SCENE VI.—ARISTE, SGANARELLE.

AR. Who knocks? Why, what do you want, brother?

SGAN. Come, my fine teacher, my superannuated buck; I shall have something pretty to show you.

AR. How?

SGAN. I bring you good news.

AR. What is it?

SGAN. Where is your Léonor, pray?

AR. Why this question? She is, as I think, at a friend's house at a ball.

SGAN. Eh! Oh yes! Follow me; you shall see to what ball Missy is gone.

AR. What do you mean?

SGAN. You have brought her up very well indeed. It is not good to be always finding fault; the mind is captivated by much tenderness; and suspicious precautions, bolts, and bars, make neither wives nor maids virtuous; we cause them to do evil by so much austerity; their sex demands a little freedom. Of a verity she has taken her fill of it, the artful girl; and with her, virtue has grown very complaisant.
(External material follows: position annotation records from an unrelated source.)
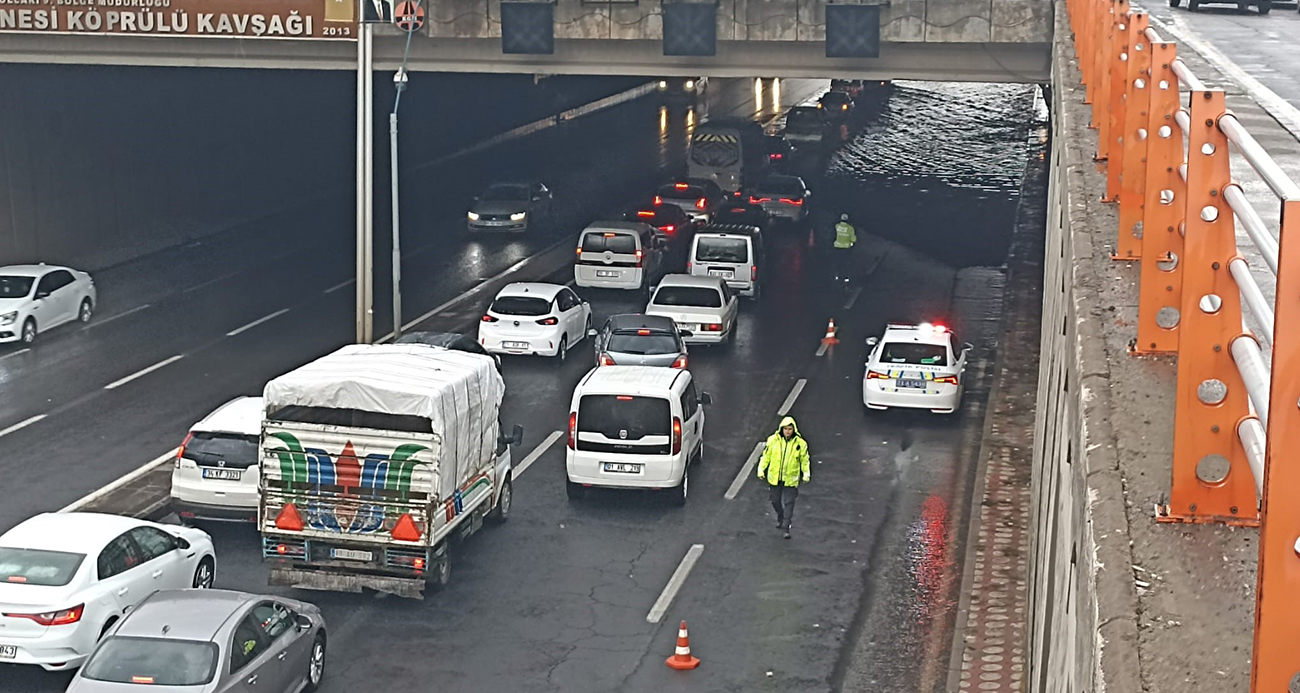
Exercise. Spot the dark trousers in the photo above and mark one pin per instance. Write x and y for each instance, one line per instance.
(783, 502)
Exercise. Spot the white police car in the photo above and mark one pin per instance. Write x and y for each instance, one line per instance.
(914, 367)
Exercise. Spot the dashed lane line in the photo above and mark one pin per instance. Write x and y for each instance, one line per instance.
(537, 451)
(679, 577)
(142, 372)
(21, 425)
(259, 321)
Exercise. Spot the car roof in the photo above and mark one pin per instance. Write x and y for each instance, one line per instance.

AR. What is the drift of such a speech?

SGAN. Bravo, my elder brother! it is what you richly deserve; I would not for twenty pistoles that you should have missed this fruit of your silly maxims. Look what our lessons have produced in these two sisters: the one avoids the gallants, the other runs after them.

AR. If you will not make your riddle clearer…

SGAN. The riddle is that her ball is at Valère's; that I saw her go to him under cover of night, and that she is at this moment in his arms.

AR. Who?

SGAN. Léonor.

AR. A truce to jokes, I beg of you.

SGAN. I joke… He is excellent with his joking! Poor fellow! I tell you, and tell you again, that Valère has your Léonor in his house, and that they had pledged each other before he dreamed of running after Isabella.

AR. This story is so very improbable…

SGAN. He will not believe it, even when he sees it. I am getting angry; upon my word, old age is not good for much when brains are wanting!

(Laying his finger on his forehead).

AR. What! brother, you mean to…

SGAN. I mean nothing, upon my soul! Only follow me. Your mind shall be satisfied directly. You shall see whether I am deceiving you, and whether they have not pledged their troth for more than a year past.

AR. Is it likely she could thus have agreed to this engagement without telling me?—me! who in everything, from her infancy, ever displayed towards her a complete readiness to please, and who a hundred times protested I would never force her inclinations.

SGAN. Well, your own eyes shall judge of the matter. I have already brought here a magistrate and a notary. We are concerned that the promised marriage shall at once restore to her the honour she has lost; for I do not suppose you are so mean-spirited as to wish to marry her with this stain upon her, unless you have still some arguments to raise you above all kinds of ridicule.

AR. For my part, I shall never be so weak as wish to possess a heart in spite of itself. But, after all, I cannot believe…

SGAN. What speeches you make! Come, this might go on for ever.